President Bush receives information from the NSA or the CIA or the FBI or some other source that a conversation is very likely to be carried on between a suspected terrorist and a foreign source.  Suppose the President does not approve this wiretap, or, what amounts to the same thing, suppose he applies to a FISA judge for a court order and the order is refused.  What does President Bush do then? 

Does he do nothing, which is the position of the civil libertarians?  That does not seem satisfactory given the capabilities and objectives of our enemies.  Remember that nukes can be as small as suitcases these days and that several nukes going off in several cities could very severely damage, perhaps cripple, the country. 

President Bush has taken an oath which exists independently of any court 'to preserve, protect and defend the Constitution against all enemies foreign and domestic.'  Can this oath, this responsibility, be delegated?  No. And we don't want it to be. A judge is a minor appointed official. The president is the senior elected official and the commander in chief of the armed forces.  It is clear, once this contrapositive is used — the alternative wherein President Bush does nothing — that it is not an acceptable alternative.

Civil libertarians will say that this is the initial edge of the wedge to destroy our rights and implement totalitarianism.  This represents a confusion about the situation we face.  All democracies have distinguished between an assault on the polity from outside and the normal operation of the polity from within.  In normal civil operations, we have legal and procedural safeguards to protect our civil liberties.  Indeed, we are willing to have a guilty person go free if the proper procedures have not been followed. 

But in an assault on the polity from outside, conditions and risks are different.  And, yes, we have to give up some of our civil safeguards to meet it. That we need to do so is not the least of the outrages that our enemies inflict on us.  But all democracies in history have observed this distinction. 

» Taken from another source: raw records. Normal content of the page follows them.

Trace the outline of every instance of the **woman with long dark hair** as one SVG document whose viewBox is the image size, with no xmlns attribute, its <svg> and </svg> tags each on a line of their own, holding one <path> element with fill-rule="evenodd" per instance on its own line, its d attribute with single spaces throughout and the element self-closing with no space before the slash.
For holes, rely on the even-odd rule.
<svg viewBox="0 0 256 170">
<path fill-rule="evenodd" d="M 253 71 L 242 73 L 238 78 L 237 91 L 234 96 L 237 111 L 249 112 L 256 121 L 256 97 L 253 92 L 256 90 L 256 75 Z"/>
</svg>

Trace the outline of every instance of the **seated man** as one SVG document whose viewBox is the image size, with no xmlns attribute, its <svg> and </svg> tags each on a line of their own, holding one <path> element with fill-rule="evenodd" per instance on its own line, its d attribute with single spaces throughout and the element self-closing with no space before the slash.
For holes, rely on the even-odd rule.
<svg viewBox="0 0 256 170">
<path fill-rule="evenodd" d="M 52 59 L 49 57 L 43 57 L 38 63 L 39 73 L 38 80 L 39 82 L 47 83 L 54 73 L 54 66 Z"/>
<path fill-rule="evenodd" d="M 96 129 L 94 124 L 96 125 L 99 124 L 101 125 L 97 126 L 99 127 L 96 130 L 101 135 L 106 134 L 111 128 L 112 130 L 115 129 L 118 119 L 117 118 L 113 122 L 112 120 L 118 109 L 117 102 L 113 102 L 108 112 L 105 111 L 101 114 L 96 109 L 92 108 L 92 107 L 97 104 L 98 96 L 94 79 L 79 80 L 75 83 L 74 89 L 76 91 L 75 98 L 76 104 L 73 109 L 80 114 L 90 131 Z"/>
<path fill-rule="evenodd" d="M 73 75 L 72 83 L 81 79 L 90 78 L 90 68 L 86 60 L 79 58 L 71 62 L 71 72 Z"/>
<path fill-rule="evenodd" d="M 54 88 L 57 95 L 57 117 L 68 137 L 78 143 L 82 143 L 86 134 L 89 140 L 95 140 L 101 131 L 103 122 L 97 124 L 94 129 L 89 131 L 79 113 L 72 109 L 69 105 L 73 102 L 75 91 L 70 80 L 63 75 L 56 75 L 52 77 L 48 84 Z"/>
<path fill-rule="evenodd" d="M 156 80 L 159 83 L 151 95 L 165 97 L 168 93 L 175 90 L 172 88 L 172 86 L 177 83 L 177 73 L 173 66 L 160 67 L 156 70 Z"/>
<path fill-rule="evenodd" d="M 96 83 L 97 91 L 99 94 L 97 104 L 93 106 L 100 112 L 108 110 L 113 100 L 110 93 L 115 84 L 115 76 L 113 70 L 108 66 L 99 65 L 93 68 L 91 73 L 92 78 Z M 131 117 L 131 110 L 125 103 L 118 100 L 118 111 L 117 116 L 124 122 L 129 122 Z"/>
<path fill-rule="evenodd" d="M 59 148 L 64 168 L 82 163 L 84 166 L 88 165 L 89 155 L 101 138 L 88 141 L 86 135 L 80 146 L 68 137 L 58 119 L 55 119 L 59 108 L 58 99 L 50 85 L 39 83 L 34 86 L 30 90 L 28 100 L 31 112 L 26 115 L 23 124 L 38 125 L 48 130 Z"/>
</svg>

The term 'dictator' comes from the Roman Republic where a dictator was appointed for a 6—month period to rule the republic by decree during a period of military emergency (thus the Roman meaning was different from the present totalitarian meaning).  The British have the Defense of the Realm Act, which was passed in 1914 and in 1940.  Its working part says that everyone residing in the UK must 'put their persons, their services and their property at the disposal of His Majesty' for the duration of the war.  In other words, the government can commandeer people's homes, can direct where and how they work and can require service to the state simply by direction of the prime minister. 

Abraham Lincoln conceived his responsibility to preserve the Constitution as overriding all other considerations.  He ignored rulings from Chief Justice Taney that he thought were not in the best interests of the country and he suspended habeas corpus, meaning he could throw people in jail indefinitely — which he proceeded to do.  The declaration of war in World Wars I and II were understood to give the President authority over the economy and the ability to conduct whatever security operations he deemed necessary, including incarcerating ethnic Japanese American citizens in World War II.

The need for a democracy to distinguish between the normal operation of civil affairs and the extraordinary powers that must be exercised when the polity is under threat is a very well trod path, both legally and historically.  President Bush is traveling well within the confines of that path.